A new mission to locate Amelia Earhart’s long-missing plane is being launched, researchers announced on Wednesday, following fresh clues that suggest she may have crash-landed on a remote island in the South Pacific.

A satellite image may show part of Earhart’s Lockheed Electra 10E protruding from the sand on Nikumaroro, an isolated island in Kiribati about 1,000 miles from Fiji, according to Richard Pettigrew, head of the Archaeological Legacy Institute, a non-profit based in Oregon.

“What we have here is maybe the greatest opportunity ever to finally close the case,” Pettigrew said in a news release. “With such a great amount of very strong evidence, we feel we have no choice but to move forward and hopefully return with proof.”

Earhart and her navigator Fred Noonan vanished on 2 July 1937, exactly 88 years ago, during their attempt to circumnavigate the globe, leaving behind one of history’s most puzzling aviation mysteries.

Now, Purdue University, where Earhart once taught and which contributed funding for her flight, is organizing a team to travel to Nikumaroro this November. The group hopes to uncover and recover remains of the aircraft.

“We believe we owe it to Amelia and her legacy at Purdue to fulfill her wishes, if possible, to bring the Electra back to Purdue,” Steve Schultz, the university’s general counsel, told NBC News.

Pettigrew believes the object spotted in the satellite photo aligns in size and material with Earhart’s aircraft. He also noted its position is near her intended route and close to where four of her emergency radio transmissions are thought to have originated. The image was taken in 2015, a year after a powerful cyclone may have exposed the site by shifting sand, Pettigrew said. He later presented the findings to Purdue.

Additional signs suggesting Earhart’s presence on the island include American-made tools and a small medicine bottle, Pettigrew added.

Back in 2017, four specially trained dogs and archaeologists from the International Group for Historic Aircraft Recovery (Tighar) also explored Nikumaroro.

Still, not everyone is convinced.

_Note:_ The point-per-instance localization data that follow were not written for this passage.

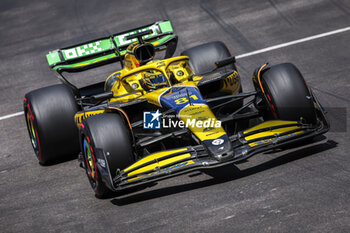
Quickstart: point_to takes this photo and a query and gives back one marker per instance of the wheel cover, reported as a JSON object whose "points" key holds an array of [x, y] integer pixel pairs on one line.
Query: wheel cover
{"points": [[89, 160]]}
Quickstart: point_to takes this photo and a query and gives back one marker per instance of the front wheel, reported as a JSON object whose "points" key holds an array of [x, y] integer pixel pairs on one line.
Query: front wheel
{"points": [[108, 132], [285, 94], [49, 114]]}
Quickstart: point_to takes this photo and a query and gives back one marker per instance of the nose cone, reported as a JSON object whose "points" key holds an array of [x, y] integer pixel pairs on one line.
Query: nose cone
{"points": [[220, 148]]}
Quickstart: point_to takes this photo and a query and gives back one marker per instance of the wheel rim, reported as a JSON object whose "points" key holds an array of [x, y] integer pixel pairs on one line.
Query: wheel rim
{"points": [[89, 159]]}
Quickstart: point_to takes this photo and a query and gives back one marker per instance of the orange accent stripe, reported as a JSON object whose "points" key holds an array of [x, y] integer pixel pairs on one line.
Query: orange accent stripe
{"points": [[124, 113], [259, 77]]}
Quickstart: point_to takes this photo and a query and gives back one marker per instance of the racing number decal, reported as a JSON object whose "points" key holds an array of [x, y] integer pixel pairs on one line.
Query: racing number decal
{"points": [[185, 100]]}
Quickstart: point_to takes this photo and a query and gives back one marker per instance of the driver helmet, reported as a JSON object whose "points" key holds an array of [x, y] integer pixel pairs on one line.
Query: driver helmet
{"points": [[154, 79]]}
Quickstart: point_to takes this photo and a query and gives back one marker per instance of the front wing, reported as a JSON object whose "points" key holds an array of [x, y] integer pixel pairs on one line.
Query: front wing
{"points": [[165, 164]]}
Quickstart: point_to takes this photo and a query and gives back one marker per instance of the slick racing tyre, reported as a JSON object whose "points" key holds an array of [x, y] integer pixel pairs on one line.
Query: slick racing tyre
{"points": [[108, 132], [203, 57], [286, 95], [49, 114]]}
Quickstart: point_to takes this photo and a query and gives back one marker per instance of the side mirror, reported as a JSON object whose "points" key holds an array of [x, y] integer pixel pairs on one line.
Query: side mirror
{"points": [[225, 62]]}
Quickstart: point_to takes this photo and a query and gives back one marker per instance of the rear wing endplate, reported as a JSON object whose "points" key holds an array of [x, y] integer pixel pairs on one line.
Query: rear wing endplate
{"points": [[111, 48]]}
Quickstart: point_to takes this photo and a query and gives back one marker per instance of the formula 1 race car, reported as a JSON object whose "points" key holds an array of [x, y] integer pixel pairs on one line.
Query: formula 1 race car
{"points": [[157, 118]]}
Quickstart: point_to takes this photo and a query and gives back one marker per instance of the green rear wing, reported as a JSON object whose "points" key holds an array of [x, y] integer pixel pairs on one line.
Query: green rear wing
{"points": [[110, 49]]}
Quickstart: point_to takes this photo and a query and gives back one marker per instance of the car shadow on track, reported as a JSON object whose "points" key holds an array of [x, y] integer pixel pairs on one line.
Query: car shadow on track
{"points": [[224, 174]]}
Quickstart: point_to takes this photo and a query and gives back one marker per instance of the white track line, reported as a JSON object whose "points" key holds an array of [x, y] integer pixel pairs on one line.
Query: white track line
{"points": [[267, 49], [293, 42]]}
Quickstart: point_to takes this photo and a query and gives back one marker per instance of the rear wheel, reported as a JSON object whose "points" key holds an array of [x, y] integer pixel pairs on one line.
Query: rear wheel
{"points": [[108, 132], [286, 94], [49, 114]]}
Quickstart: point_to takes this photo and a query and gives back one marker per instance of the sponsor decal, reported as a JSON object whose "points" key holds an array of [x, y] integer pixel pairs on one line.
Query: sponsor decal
{"points": [[151, 120], [217, 142], [83, 50]]}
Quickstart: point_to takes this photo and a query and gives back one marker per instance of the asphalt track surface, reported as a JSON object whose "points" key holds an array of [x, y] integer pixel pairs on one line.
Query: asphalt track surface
{"points": [[303, 189]]}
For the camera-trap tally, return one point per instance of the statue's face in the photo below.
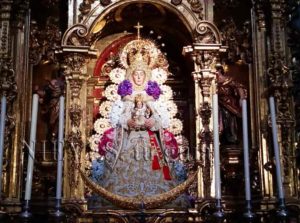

Ric Gillespie, Tighar’s executive director, has led 12 previous expeditions to the island and believes Earhart probably landed and died there. However, he doubts the satellite image shows a plane. Instead, he told NBC he thinks the object could be a coconut palm tree and root ball pushed ashore during a storm.

Schultz said Earhart had intended to return the plane to Purdue after the journey so it could be studied by future aviation students. The Purdue Research Foundation has approved $500,000 in funding for the first phase of the trip.

The team will take six days to reach Nikumaroro by boat and will have five days on the island to search for the object and attempt to identify it as the missing plane.